I think such a poll would be good to assess just how common this approach to As are, in terms of calculation and research of dynamics and so on. I surely researched nothing, neither did my exAP (but he also wasn't married). So it would be interested to see who ended up in a "well-researched A" versus who found themselves in an A by far less calculated or researched means and conducted it with little "education". Most people seem to be having too much fun/drama in the A to be doing research and educating themselves it seems lol....:laugh:

  • Like 3
Posted
Okay, so I just read where an OW wrote (obviously "wrote" because I "read" it der*) she was educating her MM on the dynamics of an A and preparing him for a d-day so he wouldn't throw her under that d*mn bus we all hate, to be honest w/his W and tell her he loves OW.

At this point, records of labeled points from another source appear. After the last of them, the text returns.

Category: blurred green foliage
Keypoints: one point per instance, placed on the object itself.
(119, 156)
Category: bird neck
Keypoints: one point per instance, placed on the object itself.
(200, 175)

I think, actually I'm not sure which is why I'm here, but a "successful" D-day would be once this HUGE, DESTRUCTIVE, HEART-WRENCHING, POSSIBLE FAMIY DESTROYING & MARRIAGE ENDING BETRAYAL that is the A comes out or gets busted up whatever, that the WS is Completely HONEST for once during this entire period w/his Wife so that THEY, TOGETHER can decide how to proceed whether D, attempted R or Separation the pint being that it is now HONESTY time, right?

 

So, when an OW educates/trains/informs the MM on the dynamics of the A and a D-day, so that it is successful. Who is it successful for?

 

I feel like, Man the BS's get SHAFTED! First we don't even know of A or we are being betrayed, then because of that we can't take measures to protect our M & family all while WS & OW/OM are essentially putting in place a successful plan to Dump the BS on D-day or at said time, at which point we are then expected to not act w/anything less than respect and grace to both betrayers in the A.

 

Is it 'genius' on the OW's part to train theMM for things to work out in her favor, or like a councilor who is completely biased in their method of treatment so the attendee will end up trained to think like them once out in society?

 

Omg, when I read your title to this thread, CIH, I was thinking that the thread was going to be on a different tangent and then I read your OP, whew! :sick::D

 

I didn't read the thread you are referring to in your OP and I haven't read this thread yet, but yeah, I had that lovely experience with my H's affair. The OW had taken it upon herself to be "marriage counselor" and "divorce advice giver" to my H during the latter stages of the affair. Gag. No wonder my H was coming home with all this off-the-wall stuff daily (before d-day). It was from HER. Not that he was innocent in all this but who would interject themselves into a situation that was absolutely none of her business?

 

It was like she was trying to actively poison something that was already ill and limping (our marriage). Who does that?

 

My husband's marriage was none of her business.

 

Think I'll go read the rest of the thread now. Should be illuminating to say the least.